One baby is born with familial hypercholesterolemia every minute. FH is underdiagnosed and undertreated globally. Familial hypercholesterolemia (FH) is an inherited condition leading to severely elevated serum low density lipoprotein cholesterol (LDL-C) that leads to premature atherosclerotic cardiovascular disease (ASCVD) and accounts for 2–3% of the cases of myocardial infarction in patients aged less than 60 years.
It is caused by mutations in the genes of the LDL-R (LDL receptor), Apo B (Apolipoprotein B) or PCSK-9 (Proprotein convertase subtilisin/kexin type 9) that interfere with clearance of LDL-C by the liver.
The contribution of FH to premature cardiovascular disease in India is still unknown. The heterozygous familial hypercholesterolemia (HeFH) phenotype is encountered most often (1 in 250-500) whilst the rarely encountered homozygous familial hypercholesterolemia (HoFH) phenotype has a worse prognosis (1 in million). Considering the Indian population of over a 1.32 billion, approximately 2.6 million cases of HeFH and 2500 cases of HoFH are estimated to be present. Most of these patients are undiagnosed or undetected and are responsible for premature coronary artery disease in India.

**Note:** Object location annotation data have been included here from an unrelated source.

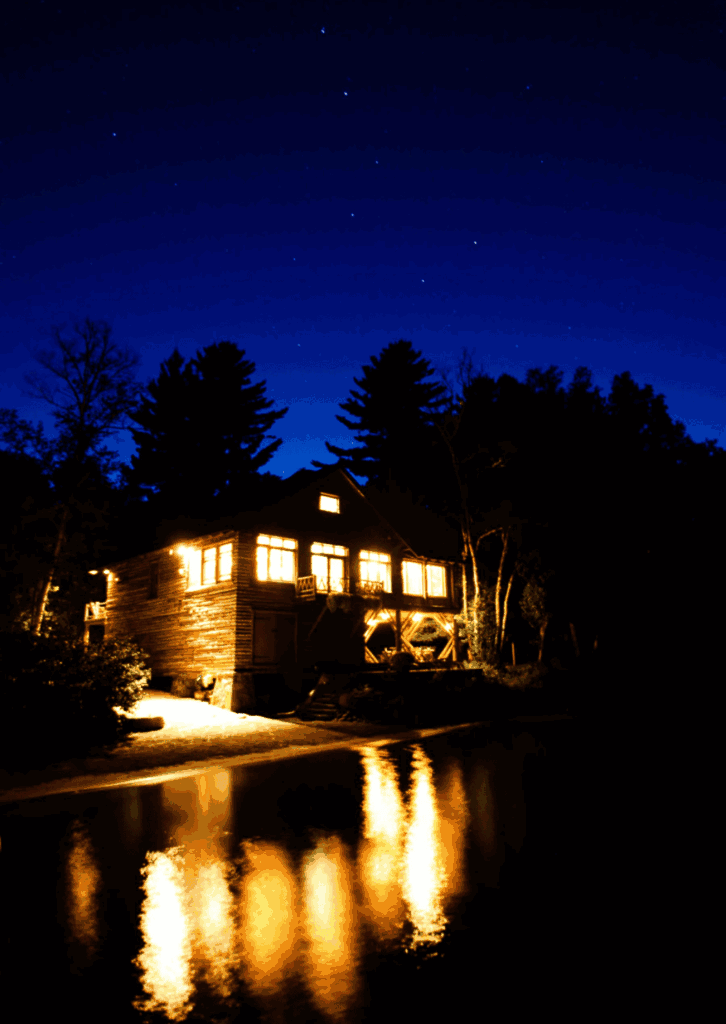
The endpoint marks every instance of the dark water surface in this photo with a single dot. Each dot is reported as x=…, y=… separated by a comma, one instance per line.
x=445, y=878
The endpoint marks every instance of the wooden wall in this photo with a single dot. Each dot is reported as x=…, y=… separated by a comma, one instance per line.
x=185, y=633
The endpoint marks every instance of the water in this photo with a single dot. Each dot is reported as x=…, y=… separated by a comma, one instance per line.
x=367, y=884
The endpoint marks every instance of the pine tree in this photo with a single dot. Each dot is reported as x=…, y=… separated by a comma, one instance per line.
x=202, y=431
x=392, y=416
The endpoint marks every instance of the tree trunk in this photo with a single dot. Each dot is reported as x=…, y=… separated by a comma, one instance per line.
x=574, y=639
x=505, y=610
x=39, y=610
x=543, y=631
x=498, y=591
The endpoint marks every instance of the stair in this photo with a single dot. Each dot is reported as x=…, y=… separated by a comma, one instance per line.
x=321, y=709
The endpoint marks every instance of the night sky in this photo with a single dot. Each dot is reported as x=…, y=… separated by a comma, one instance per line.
x=538, y=184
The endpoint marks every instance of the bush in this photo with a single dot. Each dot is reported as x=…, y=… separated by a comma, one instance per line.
x=60, y=697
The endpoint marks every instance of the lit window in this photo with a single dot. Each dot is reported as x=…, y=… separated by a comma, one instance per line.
x=431, y=583
x=376, y=567
x=435, y=581
x=275, y=558
x=328, y=565
x=208, y=565
x=224, y=562
x=413, y=578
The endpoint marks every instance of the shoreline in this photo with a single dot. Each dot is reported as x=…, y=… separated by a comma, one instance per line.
x=152, y=758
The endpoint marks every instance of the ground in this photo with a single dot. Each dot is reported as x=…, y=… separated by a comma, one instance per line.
x=196, y=736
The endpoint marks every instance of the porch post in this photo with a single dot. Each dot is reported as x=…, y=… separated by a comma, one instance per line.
x=457, y=645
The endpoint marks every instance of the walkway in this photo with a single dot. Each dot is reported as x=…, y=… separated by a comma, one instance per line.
x=196, y=737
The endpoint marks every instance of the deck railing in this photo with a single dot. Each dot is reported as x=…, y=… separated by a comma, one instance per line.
x=307, y=587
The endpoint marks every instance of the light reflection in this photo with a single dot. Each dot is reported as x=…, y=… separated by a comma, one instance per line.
x=424, y=877
x=330, y=925
x=454, y=825
x=188, y=910
x=268, y=919
x=165, y=958
x=84, y=884
x=381, y=850
x=269, y=923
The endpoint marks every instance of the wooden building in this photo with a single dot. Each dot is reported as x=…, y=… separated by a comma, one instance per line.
x=319, y=577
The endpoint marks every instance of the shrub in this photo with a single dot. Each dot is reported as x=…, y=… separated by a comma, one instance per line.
x=60, y=697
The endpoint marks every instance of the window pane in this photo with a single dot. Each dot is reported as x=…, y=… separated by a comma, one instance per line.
x=337, y=572
x=262, y=562
x=318, y=564
x=413, y=578
x=288, y=566
x=195, y=563
x=209, y=566
x=281, y=564
x=435, y=581
x=373, y=568
x=225, y=561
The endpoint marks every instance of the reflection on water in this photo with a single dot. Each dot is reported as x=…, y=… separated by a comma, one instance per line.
x=268, y=919
x=424, y=877
x=231, y=910
x=208, y=920
x=330, y=928
x=187, y=913
x=83, y=889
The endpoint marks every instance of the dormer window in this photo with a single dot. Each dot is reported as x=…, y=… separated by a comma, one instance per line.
x=276, y=558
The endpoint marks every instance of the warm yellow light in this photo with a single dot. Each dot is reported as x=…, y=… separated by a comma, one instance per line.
x=329, y=503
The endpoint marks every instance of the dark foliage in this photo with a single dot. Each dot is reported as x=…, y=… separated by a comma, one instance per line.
x=201, y=436
x=392, y=416
x=59, y=697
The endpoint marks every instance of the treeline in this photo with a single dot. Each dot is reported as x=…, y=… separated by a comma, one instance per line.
x=588, y=522
x=585, y=522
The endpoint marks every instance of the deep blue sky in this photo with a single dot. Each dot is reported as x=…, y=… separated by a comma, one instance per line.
x=540, y=184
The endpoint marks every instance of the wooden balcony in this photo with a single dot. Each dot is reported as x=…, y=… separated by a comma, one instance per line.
x=95, y=611
x=306, y=588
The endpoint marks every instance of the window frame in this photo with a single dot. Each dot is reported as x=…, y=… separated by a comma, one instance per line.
x=196, y=563
x=287, y=544
x=424, y=580
x=335, y=498
x=387, y=564
x=338, y=551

HeFH is seen when the individual inherits one mutant gene and is characterized by a 3–4-fold higher LDL-C concentration. Lipid stigmata including corneal arcus and tendon xanthomata can be seen in HeFH patients, and patients generally develop premature cardiovascular disease during their forties. The patients with HoFH inherit the defective/mutant genes from both the parents, they have 4–8-fold higher LDL-C concentration (650–1000 mg/dl) as compared to the general population and they develop cutaneous stigmata and atherosclerotic cardiovascular disease during their teens. LDL-C values in HeFH cases are generally between 350–550 mg/dl.
The diagnosis of FH is based on biochemical values of total cholesterol & LDL -C, clinical findings of lipid stigmata, family history of premature CAD/ high LDL-C / cutaneous stigmata, and genetic testing. Early diagnosis is important for the prognosis of the patient and it also has implications for the diagnosis and treatment of family members (cascade testing) who may have inherited the same disorder.
Significance of family history
The family history of premature ischemic heart disease helps to identify an autosomal dominant mode of inheritance. If both parents have very high LDL-C (>190 mg/dL) and/or history of heart disease before age 55-65, this may suggest that they both have FH and can each pass a mutated gene to their children. When each parent has HeFH, by chance, 1 of 4 children will have a normal cholesterol level, 2 of 4 children will have HeFH and 1 of 4 children will have HoFH.
A child or adult with FH requires lifelong medications under medical supervision and lifelong lifestyle intervention. Lipid Association of India (LAI) has taken the initiative to offer free genetic studies and free generic medicines (Statin and Ezetimibe) for the poor patient who are registered with LAI
• Lipid profile estimation of children to be done at 2 years of age in those with family history of FH, premature ASCVD, and adopted children.
• Universal screening of lipids to be carried out at age 20 years or at the time of college admission including estimation of Lp(a) levels.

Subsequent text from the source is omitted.